KENDAL, Jowonews.com—Lima Kecamatan di Kendal dalam pengawasan khusus Kodim 0715 Kendal, karena rawan muncul gerakan radikalisme. Kelima kecamatan tersebut adalah Weleri, Rowosari, Ringinarum, Sukorejo dan Patean.

 Menurut Dandim 0715 Kendal, Letkol Inf Piter Dwi Adiyanto, dari informasi yang didapatnya, daerah-daerah tersebut cukup ekstrim dan rawan akan munculnya gerakan radikal. Hal itu lantaran daerah-daerah tersebut menjadi titik temu dan titik akses penghubung dengan kota lain.

Bacaan Lainnya

 “Rowosari dan Weleri itu menjadi titik lintas antara Kendal-Batang, Sukorejo dan Patean dan Ringinarum menjadi titik akses menuju Temanggung,  Biasanya didaerah titik temu dan mudah diakses seperti itulah mereka bersarang,” ujar Piter, Kamis (21/1),

Tapi dari pemantauannya, di Kendal secara umum tidak ada organisasi radikal. Tapi hal itu tidak menutup kemungkinan adanya orang-orang atau oknum yang ikut aktif di organisasi radikal.

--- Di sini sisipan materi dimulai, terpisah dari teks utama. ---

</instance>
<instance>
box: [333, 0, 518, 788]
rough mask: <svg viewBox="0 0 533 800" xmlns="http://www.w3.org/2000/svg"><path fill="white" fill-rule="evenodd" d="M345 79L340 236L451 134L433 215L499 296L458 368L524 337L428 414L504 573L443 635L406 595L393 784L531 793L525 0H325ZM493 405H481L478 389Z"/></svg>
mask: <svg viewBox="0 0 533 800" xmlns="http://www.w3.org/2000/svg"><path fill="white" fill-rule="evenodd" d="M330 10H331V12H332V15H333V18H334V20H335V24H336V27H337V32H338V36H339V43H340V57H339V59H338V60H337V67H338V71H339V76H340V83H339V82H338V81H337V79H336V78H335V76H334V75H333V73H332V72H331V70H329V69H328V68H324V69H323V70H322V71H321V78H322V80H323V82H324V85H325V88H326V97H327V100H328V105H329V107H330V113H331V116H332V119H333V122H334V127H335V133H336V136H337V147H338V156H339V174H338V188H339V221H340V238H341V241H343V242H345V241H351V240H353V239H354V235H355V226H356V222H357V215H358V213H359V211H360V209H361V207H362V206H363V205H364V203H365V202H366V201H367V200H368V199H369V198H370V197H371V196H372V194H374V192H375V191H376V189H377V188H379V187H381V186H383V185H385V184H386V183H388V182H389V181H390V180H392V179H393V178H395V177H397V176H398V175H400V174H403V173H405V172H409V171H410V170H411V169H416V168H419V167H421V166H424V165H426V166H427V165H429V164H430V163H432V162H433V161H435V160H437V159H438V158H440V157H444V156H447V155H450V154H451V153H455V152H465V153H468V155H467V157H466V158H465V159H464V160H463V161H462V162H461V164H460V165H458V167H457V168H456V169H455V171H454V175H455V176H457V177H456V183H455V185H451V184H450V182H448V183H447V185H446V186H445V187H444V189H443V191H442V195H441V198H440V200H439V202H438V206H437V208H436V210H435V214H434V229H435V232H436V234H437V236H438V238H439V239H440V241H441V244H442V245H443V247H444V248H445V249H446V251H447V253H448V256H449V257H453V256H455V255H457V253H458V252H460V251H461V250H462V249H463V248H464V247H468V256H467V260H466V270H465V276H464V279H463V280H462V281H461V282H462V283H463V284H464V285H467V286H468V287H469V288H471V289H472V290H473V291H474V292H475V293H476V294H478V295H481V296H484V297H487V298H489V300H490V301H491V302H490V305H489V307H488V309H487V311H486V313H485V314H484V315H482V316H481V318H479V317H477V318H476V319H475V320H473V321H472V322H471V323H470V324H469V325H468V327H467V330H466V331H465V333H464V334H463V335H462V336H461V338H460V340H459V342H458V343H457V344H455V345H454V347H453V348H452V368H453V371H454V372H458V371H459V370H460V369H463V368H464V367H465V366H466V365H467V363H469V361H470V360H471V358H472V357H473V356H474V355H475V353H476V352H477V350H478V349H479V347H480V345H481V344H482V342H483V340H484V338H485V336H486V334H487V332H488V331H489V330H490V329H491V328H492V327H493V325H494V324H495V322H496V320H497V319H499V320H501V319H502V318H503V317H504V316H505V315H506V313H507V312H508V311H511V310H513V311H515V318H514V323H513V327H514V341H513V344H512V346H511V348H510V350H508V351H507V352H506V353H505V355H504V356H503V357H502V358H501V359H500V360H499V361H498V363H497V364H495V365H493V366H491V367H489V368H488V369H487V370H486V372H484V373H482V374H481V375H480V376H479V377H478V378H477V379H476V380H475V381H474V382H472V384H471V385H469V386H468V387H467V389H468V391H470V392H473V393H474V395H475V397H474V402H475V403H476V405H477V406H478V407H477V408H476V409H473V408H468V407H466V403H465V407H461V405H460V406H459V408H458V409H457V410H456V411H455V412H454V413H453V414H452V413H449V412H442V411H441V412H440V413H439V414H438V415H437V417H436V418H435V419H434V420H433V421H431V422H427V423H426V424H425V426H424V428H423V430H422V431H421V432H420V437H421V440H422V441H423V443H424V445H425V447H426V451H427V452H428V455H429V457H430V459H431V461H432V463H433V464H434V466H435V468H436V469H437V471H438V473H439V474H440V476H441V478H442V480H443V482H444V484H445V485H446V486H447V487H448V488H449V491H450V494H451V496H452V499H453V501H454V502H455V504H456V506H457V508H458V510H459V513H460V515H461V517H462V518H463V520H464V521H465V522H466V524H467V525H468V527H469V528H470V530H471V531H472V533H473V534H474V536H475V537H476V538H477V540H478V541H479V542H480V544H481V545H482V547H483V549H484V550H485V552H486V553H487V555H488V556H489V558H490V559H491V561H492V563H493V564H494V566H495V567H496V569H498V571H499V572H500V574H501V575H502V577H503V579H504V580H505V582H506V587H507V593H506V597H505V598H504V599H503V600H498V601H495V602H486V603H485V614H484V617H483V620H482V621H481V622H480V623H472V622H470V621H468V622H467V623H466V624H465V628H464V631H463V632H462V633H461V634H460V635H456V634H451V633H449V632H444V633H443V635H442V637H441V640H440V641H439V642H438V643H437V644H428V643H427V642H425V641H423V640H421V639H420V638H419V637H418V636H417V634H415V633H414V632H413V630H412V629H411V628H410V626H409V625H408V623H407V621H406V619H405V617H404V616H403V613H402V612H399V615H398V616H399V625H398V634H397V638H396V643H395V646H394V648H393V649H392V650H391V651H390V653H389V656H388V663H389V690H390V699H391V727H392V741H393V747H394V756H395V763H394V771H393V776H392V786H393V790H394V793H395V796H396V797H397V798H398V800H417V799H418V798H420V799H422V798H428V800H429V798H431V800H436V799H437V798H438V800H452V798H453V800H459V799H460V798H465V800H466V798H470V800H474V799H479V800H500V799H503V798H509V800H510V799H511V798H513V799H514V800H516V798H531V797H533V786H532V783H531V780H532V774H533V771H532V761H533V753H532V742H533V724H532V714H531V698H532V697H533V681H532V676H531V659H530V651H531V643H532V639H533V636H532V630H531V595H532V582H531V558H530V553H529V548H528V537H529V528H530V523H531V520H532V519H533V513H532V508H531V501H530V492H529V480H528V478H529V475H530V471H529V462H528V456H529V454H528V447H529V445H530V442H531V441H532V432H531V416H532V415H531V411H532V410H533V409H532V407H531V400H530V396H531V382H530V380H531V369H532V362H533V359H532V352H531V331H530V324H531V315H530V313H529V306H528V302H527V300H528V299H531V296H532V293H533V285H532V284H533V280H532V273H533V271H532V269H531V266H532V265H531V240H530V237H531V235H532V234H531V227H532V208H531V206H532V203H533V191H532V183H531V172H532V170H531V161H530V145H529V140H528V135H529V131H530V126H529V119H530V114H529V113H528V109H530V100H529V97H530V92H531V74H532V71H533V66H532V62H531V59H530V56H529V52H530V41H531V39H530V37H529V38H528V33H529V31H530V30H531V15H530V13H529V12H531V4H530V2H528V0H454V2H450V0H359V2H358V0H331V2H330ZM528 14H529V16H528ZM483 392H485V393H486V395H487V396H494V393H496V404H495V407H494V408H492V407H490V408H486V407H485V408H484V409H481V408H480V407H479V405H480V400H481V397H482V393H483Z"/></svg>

“Ini yang perlu diwaspadai, karena mereka bisa menyebarkan paham-paham tertentu di lingkungan tempat mereka tinggal,” jelasnya.

Pihaknya terus melakukan koordinasi pengawasan bersama dengan Polres Kendal terhadap lima Kecamatan tersebut. Hal itu lantaran dirinya mengakui kekurangan personel untuk melakukan pantauan.

“Selain itu kami meminta masyarakat untuk turut membantu dan bekerjasama dalam melakukan pengawasan. Salah satu contohnya, dengan melaporkan kepada Polres maupun Koramil terdekat, jika ada warga baru yang datang untuk bermukim,”  jelasnya.

Sebab menurutnya, pihaknya maupun anggotanya tidak bisa menjangkau wilayah hingga tingkatan dusun dan RT. Makanya, pihaknya bekerja sama dengan kepala desa, Ketua RT dan Ketua RW dimasing-masing wilayah.

Pasi Intel Kodim 0715/Kendal, Kapten Inf Sudyatmoko, mengungkapkan, untuk melakukan antisipasi terhadap tindakan-tindakan teroris yang berencana menyerang markas Koramil dan Kodim di wilayah Kendal, maka dilakukan tindakan preventif ke dalam.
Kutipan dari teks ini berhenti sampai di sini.